Secondo una recente analisi di Statista, negli Stati Uniti gli utenti che usano l’AI come primo strumento di ricerca potrebbero passare da circa 13 milioni nel 2024 a oltre 90 milioni entro il 2027. Questo spiega perché termini come zero-click search stiano diventando di uso comune: sempre più utenti ottengono ciò che cercano direttamente nella finestra dell’assistente, senza alcuna necessità di aprire un sito.

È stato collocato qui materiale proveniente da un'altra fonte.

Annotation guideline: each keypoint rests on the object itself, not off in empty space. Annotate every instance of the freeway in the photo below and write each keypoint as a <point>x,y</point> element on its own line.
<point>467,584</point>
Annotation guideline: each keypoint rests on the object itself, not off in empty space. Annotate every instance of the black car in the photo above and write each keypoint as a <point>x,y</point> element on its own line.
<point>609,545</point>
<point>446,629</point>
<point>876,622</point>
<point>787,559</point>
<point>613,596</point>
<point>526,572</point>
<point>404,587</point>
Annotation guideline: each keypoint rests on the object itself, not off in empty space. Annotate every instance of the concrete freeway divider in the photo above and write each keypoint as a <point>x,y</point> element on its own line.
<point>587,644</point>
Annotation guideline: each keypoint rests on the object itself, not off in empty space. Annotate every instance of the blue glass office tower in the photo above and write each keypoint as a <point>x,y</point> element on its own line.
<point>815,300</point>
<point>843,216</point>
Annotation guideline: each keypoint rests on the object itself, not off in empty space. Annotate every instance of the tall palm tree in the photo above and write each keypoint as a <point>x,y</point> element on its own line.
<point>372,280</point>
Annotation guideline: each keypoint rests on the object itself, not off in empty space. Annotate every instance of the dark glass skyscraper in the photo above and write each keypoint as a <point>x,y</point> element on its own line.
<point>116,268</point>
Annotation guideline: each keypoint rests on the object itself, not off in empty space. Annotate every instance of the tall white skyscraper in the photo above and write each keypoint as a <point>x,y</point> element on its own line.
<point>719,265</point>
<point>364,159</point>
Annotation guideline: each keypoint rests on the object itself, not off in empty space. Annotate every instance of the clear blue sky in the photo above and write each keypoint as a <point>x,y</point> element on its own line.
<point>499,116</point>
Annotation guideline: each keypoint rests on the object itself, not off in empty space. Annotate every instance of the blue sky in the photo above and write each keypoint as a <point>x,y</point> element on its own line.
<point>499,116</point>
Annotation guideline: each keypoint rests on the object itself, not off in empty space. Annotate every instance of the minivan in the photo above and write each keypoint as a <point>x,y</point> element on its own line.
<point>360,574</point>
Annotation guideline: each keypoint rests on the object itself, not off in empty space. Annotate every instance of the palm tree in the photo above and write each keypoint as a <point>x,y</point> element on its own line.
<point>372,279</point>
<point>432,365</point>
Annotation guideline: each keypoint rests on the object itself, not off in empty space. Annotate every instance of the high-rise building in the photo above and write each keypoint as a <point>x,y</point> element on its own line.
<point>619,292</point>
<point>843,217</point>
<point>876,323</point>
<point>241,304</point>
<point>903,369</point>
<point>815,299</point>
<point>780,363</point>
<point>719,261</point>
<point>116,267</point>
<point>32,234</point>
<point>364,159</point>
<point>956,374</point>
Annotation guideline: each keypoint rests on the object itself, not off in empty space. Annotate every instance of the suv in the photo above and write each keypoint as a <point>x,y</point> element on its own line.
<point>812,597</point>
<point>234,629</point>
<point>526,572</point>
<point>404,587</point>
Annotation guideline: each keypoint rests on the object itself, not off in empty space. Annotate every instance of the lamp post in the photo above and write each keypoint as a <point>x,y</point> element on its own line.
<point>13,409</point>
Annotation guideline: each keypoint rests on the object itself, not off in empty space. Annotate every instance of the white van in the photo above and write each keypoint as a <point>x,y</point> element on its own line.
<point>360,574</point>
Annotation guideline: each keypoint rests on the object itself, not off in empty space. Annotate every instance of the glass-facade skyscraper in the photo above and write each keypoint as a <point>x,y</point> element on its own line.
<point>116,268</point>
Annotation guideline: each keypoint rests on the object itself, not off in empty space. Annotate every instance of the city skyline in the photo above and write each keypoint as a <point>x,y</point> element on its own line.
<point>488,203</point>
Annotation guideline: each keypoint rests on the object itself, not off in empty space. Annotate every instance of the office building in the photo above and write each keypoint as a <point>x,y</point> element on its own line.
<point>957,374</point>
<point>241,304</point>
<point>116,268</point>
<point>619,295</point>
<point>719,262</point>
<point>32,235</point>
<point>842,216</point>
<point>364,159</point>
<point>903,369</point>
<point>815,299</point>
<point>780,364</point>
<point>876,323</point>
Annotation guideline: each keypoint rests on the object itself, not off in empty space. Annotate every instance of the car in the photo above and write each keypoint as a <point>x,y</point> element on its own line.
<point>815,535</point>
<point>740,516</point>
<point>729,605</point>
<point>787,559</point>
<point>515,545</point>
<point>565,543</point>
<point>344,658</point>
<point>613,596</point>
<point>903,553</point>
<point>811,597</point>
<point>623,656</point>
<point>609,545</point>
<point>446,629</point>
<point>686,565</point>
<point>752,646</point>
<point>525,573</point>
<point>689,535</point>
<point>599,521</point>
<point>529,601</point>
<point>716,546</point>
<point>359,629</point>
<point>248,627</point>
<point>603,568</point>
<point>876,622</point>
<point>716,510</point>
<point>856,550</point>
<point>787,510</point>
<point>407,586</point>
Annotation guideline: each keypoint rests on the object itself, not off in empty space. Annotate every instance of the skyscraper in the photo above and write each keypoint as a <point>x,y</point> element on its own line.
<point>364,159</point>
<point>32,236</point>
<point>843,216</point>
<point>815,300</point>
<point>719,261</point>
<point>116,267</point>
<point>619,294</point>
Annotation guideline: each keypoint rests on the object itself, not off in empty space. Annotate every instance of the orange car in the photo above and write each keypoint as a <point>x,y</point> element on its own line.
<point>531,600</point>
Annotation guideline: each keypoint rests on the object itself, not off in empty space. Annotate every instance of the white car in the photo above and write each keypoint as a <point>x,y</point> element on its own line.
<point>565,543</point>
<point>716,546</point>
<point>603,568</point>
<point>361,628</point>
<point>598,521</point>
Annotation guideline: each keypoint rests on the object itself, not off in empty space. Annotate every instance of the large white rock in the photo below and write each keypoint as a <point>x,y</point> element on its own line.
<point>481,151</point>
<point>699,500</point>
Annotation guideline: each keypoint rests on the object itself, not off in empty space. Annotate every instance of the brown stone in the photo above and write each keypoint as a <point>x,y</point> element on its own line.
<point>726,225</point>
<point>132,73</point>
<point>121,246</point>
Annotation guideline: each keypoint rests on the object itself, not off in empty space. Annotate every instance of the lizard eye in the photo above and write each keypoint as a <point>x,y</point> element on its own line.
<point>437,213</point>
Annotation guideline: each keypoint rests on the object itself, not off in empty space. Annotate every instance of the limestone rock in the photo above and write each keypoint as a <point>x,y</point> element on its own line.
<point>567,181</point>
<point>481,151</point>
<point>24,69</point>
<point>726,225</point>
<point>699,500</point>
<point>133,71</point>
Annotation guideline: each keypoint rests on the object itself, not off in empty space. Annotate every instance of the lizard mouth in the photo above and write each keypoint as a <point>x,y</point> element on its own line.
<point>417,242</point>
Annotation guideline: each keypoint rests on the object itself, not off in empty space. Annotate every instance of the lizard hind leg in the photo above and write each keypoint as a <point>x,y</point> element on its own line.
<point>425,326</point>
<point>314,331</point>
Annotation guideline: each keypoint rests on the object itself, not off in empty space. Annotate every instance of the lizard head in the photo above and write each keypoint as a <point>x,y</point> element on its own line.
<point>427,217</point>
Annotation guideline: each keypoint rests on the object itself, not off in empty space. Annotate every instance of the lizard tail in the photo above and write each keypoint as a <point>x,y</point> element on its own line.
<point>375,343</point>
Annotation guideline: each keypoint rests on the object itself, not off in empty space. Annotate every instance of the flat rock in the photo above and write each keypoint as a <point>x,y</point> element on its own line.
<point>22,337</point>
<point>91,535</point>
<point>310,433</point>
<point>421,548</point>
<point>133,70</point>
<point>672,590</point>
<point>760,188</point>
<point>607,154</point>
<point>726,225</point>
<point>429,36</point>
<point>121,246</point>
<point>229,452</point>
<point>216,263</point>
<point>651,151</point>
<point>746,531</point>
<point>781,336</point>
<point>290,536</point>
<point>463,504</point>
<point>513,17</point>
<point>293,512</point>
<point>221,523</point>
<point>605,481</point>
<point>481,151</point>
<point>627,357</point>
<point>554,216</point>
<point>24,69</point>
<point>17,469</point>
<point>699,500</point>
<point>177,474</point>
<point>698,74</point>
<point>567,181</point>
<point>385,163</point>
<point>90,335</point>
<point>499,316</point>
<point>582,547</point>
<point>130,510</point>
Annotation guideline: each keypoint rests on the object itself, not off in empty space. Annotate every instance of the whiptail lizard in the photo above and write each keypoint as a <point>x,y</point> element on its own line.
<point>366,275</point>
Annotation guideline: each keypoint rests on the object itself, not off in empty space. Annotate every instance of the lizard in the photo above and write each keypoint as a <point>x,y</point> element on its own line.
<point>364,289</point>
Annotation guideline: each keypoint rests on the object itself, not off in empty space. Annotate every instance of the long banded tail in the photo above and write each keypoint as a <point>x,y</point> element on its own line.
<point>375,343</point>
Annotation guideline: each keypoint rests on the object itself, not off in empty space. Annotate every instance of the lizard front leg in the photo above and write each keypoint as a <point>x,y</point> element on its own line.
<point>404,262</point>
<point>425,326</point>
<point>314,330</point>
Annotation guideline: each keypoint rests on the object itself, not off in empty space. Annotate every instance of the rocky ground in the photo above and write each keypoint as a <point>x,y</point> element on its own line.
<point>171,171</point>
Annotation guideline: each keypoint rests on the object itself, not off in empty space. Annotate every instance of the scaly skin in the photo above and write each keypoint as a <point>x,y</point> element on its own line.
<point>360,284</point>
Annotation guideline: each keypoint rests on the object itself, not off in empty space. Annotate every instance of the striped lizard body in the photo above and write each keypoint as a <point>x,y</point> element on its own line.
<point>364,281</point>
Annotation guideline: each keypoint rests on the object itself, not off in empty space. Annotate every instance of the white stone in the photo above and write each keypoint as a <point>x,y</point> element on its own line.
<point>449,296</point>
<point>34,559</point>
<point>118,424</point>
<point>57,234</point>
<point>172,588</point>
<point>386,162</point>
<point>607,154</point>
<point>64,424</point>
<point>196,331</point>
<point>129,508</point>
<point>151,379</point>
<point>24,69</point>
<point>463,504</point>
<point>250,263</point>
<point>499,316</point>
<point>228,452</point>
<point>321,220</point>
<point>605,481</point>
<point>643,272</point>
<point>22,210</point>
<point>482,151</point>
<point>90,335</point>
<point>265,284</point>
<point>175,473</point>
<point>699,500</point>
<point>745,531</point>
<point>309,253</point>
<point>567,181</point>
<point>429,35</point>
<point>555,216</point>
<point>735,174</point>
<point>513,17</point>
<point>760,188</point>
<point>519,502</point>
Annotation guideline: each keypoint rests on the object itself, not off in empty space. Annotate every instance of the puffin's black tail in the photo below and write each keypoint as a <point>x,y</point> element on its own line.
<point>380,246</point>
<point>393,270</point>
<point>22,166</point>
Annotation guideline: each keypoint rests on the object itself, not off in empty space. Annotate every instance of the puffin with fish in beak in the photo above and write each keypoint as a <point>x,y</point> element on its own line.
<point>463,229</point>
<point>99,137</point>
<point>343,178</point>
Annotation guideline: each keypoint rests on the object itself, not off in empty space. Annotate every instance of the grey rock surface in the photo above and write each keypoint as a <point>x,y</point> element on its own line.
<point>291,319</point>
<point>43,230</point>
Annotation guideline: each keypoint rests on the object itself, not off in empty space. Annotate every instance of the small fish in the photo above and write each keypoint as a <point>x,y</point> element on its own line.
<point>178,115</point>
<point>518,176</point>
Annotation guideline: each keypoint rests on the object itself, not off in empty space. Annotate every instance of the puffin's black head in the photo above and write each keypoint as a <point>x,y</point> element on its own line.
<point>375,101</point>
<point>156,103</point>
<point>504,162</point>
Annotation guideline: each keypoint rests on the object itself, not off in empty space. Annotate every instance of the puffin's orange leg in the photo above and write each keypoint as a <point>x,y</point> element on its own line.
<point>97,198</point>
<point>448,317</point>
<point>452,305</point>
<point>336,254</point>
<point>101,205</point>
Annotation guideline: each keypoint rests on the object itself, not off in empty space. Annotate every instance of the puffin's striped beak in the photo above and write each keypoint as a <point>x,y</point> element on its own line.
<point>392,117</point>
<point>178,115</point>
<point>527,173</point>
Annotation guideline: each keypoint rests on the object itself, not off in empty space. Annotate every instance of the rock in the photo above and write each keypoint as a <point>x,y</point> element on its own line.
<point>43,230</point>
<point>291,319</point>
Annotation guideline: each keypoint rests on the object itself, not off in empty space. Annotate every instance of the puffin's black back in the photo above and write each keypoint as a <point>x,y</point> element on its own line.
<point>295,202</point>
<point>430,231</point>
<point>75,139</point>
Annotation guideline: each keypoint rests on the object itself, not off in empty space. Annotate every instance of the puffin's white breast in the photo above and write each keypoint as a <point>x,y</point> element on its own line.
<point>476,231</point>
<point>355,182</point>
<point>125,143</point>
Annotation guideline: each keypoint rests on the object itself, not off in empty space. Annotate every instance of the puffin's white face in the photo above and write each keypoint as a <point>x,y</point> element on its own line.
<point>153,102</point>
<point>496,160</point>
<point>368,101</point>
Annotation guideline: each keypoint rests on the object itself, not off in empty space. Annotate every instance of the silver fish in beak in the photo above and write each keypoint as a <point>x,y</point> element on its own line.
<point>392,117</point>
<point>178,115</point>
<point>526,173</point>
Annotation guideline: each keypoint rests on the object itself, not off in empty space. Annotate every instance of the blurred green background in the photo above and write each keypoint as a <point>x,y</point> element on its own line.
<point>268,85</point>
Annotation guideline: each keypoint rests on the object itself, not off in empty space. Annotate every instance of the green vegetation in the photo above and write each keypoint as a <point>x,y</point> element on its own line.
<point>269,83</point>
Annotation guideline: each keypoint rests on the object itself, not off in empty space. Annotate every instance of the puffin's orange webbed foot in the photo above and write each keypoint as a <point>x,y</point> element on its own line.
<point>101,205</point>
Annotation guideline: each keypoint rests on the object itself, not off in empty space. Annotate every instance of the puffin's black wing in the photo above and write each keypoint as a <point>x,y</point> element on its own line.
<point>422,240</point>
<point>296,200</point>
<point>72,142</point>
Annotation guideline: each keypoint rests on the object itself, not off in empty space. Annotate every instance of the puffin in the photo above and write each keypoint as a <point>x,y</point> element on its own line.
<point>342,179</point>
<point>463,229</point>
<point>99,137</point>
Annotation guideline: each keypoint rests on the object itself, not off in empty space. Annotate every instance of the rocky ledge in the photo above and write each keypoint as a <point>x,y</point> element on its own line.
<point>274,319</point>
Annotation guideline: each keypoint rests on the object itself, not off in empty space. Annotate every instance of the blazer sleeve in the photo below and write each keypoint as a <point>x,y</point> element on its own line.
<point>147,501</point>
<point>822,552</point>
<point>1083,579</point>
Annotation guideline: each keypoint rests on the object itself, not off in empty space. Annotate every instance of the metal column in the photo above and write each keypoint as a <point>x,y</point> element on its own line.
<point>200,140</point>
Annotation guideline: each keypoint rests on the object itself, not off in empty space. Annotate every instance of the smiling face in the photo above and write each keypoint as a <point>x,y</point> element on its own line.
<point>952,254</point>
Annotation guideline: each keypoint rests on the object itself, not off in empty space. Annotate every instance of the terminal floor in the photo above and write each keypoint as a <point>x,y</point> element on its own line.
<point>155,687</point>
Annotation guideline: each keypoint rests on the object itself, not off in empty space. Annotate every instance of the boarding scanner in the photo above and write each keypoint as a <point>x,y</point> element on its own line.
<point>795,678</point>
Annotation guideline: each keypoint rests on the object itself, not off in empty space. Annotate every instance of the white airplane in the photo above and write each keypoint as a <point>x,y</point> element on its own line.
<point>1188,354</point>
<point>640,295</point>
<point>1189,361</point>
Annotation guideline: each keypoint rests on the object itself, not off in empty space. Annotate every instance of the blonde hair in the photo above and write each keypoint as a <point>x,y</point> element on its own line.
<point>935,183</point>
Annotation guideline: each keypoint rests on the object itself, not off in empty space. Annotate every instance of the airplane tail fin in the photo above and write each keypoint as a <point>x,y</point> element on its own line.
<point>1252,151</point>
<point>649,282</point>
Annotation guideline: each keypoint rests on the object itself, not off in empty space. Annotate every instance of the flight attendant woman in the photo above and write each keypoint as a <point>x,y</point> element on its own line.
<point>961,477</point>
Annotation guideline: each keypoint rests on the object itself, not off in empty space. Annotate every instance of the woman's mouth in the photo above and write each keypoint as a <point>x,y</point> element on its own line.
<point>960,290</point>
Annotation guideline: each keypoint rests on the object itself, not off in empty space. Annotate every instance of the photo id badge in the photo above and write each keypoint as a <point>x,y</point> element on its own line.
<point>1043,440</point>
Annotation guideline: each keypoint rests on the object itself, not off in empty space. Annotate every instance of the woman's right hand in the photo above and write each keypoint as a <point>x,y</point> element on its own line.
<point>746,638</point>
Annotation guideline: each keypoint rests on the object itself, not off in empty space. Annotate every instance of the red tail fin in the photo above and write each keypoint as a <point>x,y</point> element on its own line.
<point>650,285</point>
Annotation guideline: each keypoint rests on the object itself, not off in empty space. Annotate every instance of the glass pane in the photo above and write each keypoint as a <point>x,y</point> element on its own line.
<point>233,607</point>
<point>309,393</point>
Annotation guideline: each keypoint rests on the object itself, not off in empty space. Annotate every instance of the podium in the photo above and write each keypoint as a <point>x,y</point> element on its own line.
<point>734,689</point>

Sempre meno persone cliccano sui siti a causa dell’AI
Il fenomeno è documentato da numeri concreti. Una ricerca del Pew Research Center (luglio 2025) mostra che quando compare un AI Overview, il tasso di clic sui link si dimezza: dal 15% all’8%, e solo l’1% degli utenti clicca su un link dentro il riepilogo AI. Un’analisi di Ahrefs conferma che il primo risultato organico perde in media il 34,5% dei clic quando la query è accompagnata da un Overview. Secondo l’associazione Digital Content Next, nei primi mesi del 2025 gli editori hanno registrato un calo medio del 10% nel traffico referral da Google, con punte del 25% su alcune testate.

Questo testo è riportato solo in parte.